Tu Chên 杜臻 (T. 肇余, 遇徐), a native of Hsiu-shui, Chekiang, was a chin-shih of 1658 who died between 1700 and 1705. Appointed a second-class Hanlin compiler, he became a reader of the Grand Secretariat and later vice-president of the Board of Civil Office. In 1683 he was ordered to proceed to Kwangtung and Fukien to supervise the rehabilitation of the coastal districts which had been depopulated for almost thirty years. The removal of the people inland for a distance of thirty to fifty li was suggested by Huang Wu [q.v.] in 1657 as a measure to starve out the naval forces under the rebel, Chêng Ch'êng-kung [q.v.]. The plan, which included the suspension of all trade and industries on the coast, was put into effect, and was more or less strictly enforced throughout the time that Chêng and his descendants controlled Formosa. In 1683, after the conquest of Formosa (see under Shih Lang), the rehabilitation of the depopulated coasts became an urgent matter which was supervised by officials sent from Peking. Chin Shihchien 金世鑑 (T. 萬含, 1647-1689) and a Manchu were entrusted with the work of rehabilitation in Kiangsu and Chekiang; Tu Chên and Hsi-chu 席柱 with the same task in Kwangtung and Fukien. The two last-mentioned set out on their mission in the winter of 1683, and concluded it about the middle of 1684. In Kwangtung 28,192 ch'ing (1 ch'ing = 16.44 acres) of land were reapportioned to a population of 31,300; and in Fukien, 31,018 ch'ing were divided among a population of about 40,800. In addition to repatriating the people on this land, the commissioners helped them to resume fishing, salt manufacturing and trading.
While in Kwangtung, Tu Chên enjoyed the whole-hearted co-operation of Governor-general Wu Hsing-tso 吳興祚 (T. 伯成 H. 留村, 1632-1698) who is known also for encouraging the resumption of foreign trade at Canton, and for sponsoring in 1685 the compilation of the atlas, 廣東輿圖, Kwangtung yü-t'u, 12 chüan (see Report of the Librarian of Congress, 1938, p. 229-30). Concerning his experiences in rehabilitation work, Tu Chên wrote a treatise entitled 閩粵巡視紀略 Min Yüeh hsün-shih chi-lüeh, 6 chüan. He also wrote a work about the coastal defenses, entitled 海防述略 Hai fang shu-lüeh, 1 chüan. While he was in Kwangtung in 1684 he was promoted to be president of the Board of Works.
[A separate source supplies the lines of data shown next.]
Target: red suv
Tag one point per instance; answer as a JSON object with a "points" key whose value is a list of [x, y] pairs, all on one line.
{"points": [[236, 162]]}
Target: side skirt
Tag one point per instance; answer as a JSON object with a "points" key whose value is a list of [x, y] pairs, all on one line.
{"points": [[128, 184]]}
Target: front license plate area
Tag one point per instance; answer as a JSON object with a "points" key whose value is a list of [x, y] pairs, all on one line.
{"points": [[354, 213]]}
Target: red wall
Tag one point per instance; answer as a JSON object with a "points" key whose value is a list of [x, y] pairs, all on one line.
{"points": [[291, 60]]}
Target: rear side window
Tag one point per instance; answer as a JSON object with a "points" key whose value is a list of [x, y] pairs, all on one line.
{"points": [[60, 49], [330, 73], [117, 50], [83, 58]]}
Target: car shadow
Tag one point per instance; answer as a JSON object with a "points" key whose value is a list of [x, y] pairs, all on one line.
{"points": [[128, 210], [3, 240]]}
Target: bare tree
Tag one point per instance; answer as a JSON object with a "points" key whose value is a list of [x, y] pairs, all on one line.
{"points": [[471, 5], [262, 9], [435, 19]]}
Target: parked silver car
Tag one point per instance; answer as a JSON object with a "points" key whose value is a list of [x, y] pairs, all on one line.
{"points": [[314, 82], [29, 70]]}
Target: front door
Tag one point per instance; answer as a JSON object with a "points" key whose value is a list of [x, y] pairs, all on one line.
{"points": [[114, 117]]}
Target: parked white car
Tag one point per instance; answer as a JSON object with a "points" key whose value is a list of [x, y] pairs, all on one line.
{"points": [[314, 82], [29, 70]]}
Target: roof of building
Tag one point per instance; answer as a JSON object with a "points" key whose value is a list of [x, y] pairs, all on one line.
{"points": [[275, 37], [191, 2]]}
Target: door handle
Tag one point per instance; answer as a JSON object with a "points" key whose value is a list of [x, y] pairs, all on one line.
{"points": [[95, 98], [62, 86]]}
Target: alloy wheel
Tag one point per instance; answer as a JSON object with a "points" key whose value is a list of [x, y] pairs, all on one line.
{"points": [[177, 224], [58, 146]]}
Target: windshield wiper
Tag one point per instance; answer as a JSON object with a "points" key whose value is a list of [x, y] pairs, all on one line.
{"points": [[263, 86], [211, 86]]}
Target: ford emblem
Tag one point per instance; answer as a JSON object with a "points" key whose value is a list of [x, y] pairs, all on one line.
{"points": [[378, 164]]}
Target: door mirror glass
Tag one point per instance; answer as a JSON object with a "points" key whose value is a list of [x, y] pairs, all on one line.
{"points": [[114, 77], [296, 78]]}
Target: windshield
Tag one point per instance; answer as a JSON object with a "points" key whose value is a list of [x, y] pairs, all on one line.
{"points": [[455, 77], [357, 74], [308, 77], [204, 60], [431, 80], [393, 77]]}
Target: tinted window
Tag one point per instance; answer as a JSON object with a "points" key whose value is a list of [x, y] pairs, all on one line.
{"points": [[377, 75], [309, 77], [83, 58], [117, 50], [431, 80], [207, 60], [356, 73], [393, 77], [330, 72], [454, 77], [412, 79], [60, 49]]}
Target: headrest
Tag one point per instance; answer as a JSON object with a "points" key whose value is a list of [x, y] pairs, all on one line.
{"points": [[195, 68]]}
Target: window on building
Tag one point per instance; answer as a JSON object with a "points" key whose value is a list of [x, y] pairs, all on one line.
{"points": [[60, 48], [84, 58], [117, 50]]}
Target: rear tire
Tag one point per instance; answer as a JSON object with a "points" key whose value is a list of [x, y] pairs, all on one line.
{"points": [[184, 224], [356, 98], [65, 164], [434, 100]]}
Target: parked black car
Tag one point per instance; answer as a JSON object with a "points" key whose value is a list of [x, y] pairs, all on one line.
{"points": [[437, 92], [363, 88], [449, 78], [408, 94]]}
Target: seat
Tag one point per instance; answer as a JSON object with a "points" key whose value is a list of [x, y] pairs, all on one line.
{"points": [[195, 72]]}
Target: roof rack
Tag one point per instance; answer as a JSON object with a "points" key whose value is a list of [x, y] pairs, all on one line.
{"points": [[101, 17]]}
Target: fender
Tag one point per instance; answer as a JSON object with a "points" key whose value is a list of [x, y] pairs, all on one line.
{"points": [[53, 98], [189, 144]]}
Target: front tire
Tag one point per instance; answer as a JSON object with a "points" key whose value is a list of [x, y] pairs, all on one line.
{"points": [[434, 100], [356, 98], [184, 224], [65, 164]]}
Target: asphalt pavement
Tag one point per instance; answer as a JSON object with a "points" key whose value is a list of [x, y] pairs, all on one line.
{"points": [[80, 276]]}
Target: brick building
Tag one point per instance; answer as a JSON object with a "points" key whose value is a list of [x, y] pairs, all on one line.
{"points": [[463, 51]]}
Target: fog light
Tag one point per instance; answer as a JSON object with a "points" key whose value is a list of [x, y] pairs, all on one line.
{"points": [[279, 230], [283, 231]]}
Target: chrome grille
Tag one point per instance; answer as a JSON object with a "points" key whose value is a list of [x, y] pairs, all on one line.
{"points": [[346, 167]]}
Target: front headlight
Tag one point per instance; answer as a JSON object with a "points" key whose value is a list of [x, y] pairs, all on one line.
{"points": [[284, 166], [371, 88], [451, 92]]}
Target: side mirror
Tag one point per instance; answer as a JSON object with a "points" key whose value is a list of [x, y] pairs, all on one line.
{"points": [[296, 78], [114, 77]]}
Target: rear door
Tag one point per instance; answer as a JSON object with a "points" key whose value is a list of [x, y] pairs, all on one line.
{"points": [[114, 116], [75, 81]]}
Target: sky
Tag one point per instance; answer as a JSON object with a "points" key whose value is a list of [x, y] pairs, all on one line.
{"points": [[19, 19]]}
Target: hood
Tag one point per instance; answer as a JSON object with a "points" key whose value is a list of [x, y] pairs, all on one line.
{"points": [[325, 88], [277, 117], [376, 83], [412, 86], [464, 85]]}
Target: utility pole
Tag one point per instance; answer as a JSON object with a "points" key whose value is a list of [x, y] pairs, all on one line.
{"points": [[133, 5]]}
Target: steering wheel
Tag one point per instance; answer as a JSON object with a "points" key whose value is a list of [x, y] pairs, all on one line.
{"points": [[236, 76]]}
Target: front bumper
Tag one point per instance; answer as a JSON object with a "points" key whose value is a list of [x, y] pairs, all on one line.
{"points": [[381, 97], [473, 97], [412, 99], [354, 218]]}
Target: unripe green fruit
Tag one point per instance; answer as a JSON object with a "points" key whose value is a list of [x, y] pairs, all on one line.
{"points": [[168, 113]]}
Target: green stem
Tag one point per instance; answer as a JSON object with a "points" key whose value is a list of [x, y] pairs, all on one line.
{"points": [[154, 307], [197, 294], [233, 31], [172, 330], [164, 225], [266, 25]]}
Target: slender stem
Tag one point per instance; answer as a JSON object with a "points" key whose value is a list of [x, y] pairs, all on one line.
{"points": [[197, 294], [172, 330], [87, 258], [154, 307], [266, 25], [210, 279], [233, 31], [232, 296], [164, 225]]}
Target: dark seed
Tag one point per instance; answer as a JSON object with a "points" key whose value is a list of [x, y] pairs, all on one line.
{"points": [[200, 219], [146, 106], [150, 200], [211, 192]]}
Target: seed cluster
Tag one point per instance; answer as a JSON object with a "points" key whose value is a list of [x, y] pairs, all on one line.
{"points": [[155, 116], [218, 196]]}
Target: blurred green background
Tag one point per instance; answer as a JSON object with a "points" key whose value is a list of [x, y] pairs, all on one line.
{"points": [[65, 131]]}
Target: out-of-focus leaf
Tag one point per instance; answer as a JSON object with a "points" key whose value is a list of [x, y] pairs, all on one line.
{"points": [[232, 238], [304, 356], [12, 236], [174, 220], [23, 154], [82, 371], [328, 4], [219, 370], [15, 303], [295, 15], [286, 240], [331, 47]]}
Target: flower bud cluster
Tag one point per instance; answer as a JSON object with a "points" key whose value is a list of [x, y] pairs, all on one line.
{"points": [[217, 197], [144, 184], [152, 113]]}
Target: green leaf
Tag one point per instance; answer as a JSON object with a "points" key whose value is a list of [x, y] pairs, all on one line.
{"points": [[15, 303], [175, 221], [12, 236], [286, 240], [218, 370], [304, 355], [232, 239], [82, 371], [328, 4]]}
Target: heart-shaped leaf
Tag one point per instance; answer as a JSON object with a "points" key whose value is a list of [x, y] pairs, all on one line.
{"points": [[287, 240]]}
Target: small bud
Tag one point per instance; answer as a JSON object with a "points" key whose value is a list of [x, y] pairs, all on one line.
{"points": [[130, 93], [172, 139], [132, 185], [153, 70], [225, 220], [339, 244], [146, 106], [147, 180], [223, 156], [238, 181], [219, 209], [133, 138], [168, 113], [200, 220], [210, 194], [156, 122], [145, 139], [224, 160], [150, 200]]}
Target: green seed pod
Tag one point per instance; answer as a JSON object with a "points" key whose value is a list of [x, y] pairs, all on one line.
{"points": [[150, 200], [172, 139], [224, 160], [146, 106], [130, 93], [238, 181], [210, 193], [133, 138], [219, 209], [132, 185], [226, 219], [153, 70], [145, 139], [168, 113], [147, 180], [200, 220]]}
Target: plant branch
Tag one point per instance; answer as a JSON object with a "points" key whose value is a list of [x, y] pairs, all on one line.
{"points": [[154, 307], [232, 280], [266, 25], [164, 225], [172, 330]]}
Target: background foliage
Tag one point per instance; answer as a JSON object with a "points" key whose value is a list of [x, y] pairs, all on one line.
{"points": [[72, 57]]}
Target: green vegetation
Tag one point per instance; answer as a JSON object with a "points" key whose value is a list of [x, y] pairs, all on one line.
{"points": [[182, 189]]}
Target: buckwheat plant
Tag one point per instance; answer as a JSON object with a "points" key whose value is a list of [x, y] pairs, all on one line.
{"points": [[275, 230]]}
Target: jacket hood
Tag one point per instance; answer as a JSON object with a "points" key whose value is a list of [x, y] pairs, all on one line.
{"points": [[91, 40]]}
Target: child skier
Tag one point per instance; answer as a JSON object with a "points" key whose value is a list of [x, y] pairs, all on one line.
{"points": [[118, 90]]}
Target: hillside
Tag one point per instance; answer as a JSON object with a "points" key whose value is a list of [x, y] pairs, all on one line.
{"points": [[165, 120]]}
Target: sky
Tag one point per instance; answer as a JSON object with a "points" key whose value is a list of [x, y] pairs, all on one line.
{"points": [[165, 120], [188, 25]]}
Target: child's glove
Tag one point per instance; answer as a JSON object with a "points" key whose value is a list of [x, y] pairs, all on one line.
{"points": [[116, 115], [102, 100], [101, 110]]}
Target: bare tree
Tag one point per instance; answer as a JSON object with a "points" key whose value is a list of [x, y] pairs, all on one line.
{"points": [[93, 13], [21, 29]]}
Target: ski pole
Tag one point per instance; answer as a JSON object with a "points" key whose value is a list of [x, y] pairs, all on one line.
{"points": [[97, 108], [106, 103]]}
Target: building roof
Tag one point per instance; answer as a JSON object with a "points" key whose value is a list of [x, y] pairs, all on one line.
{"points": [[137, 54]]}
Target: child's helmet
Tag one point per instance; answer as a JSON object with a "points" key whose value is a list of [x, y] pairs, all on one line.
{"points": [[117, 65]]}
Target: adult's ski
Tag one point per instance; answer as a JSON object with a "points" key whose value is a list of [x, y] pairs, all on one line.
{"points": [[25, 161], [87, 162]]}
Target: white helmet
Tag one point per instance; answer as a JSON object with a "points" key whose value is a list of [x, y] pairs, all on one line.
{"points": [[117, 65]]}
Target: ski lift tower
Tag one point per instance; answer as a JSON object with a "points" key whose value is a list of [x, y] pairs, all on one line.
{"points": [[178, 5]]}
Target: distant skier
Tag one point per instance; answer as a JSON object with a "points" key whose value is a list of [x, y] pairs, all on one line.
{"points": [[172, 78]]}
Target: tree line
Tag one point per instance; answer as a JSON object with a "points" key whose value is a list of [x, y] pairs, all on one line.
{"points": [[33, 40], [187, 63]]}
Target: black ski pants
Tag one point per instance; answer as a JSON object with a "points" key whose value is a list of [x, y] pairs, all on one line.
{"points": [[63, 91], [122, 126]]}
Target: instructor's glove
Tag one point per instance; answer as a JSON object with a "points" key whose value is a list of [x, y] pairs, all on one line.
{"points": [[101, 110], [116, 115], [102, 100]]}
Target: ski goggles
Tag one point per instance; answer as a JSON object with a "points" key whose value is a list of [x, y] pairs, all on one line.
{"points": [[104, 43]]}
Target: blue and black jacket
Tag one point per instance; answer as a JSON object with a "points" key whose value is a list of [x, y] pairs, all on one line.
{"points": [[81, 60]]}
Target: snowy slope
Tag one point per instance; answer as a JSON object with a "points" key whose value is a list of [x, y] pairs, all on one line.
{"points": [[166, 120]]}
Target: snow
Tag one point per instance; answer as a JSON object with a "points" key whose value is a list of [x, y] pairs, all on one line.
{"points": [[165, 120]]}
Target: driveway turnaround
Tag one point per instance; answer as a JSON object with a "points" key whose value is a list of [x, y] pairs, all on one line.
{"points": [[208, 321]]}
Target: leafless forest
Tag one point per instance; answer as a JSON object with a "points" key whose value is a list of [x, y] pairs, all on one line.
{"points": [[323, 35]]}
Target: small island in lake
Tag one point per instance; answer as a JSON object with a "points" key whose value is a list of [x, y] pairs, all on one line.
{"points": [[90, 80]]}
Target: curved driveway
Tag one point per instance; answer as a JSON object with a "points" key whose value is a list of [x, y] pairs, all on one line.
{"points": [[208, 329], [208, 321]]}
Upon the death of his mother in 1686 Tu Chên went home, remaining in mourning until 1689  when he was made president of the Board of Punishments. In this capacity he put a stop to the inhuman practice of jailors illegally appropriating coal designed to heat prisons in winter. Prior to this time many prisoners froze to death or died of disease. In 1691 he was made president of the Board of War, serving thus until 1699. He became president of the Board of Rites but retired in 1700 and died sometime before 1705. His collected poems in 10 chüan bear the title, 經緯堂詩集 Ching-wei t'ang shih-chi. When Emperor Shêng-tsu made his fifth tour of the South in 1705 he bestowed upon the Tu family a memorial tablet written in his own hand. On the same occasion a son of Tu Chên, named Tu T'ing-chu 杜庭珠 (T. 詒穀), then a student in the Imperial Academy, presented poems in praise of the Emperor. Six years later Tu Ying-chu was summoned to an Imperial audience and given a post in the Imperial printing establishment, the Wu ying-tien hsiu shu-ch'u 武英殿修書處. Later he was made magistrate of Wan-hsien, Szechwan. He and Tu Chao 杜詔 (T. 紫綸, 1666-1736) together compiled the 唐詩叩彈集 T'ang-shih k'ou-tan chi, an anthology of more than 1870 poems by authors of the middle and later T'ang period, including biographical sketches, critical notes and annotations.
[ 1/274/6a; 4/18/10b; Chu I-tsun [q.v.], Pu-shu t'ing chi, 66/1a; Kashing fu-chih (1878), 52/53b, 59a; Hsieh Kuo-chên 謝國楨, 清初東南沿海遷界考 Ch'ing-ch'u tung-nan Yen-hai ch'ienchieh kao (1934).]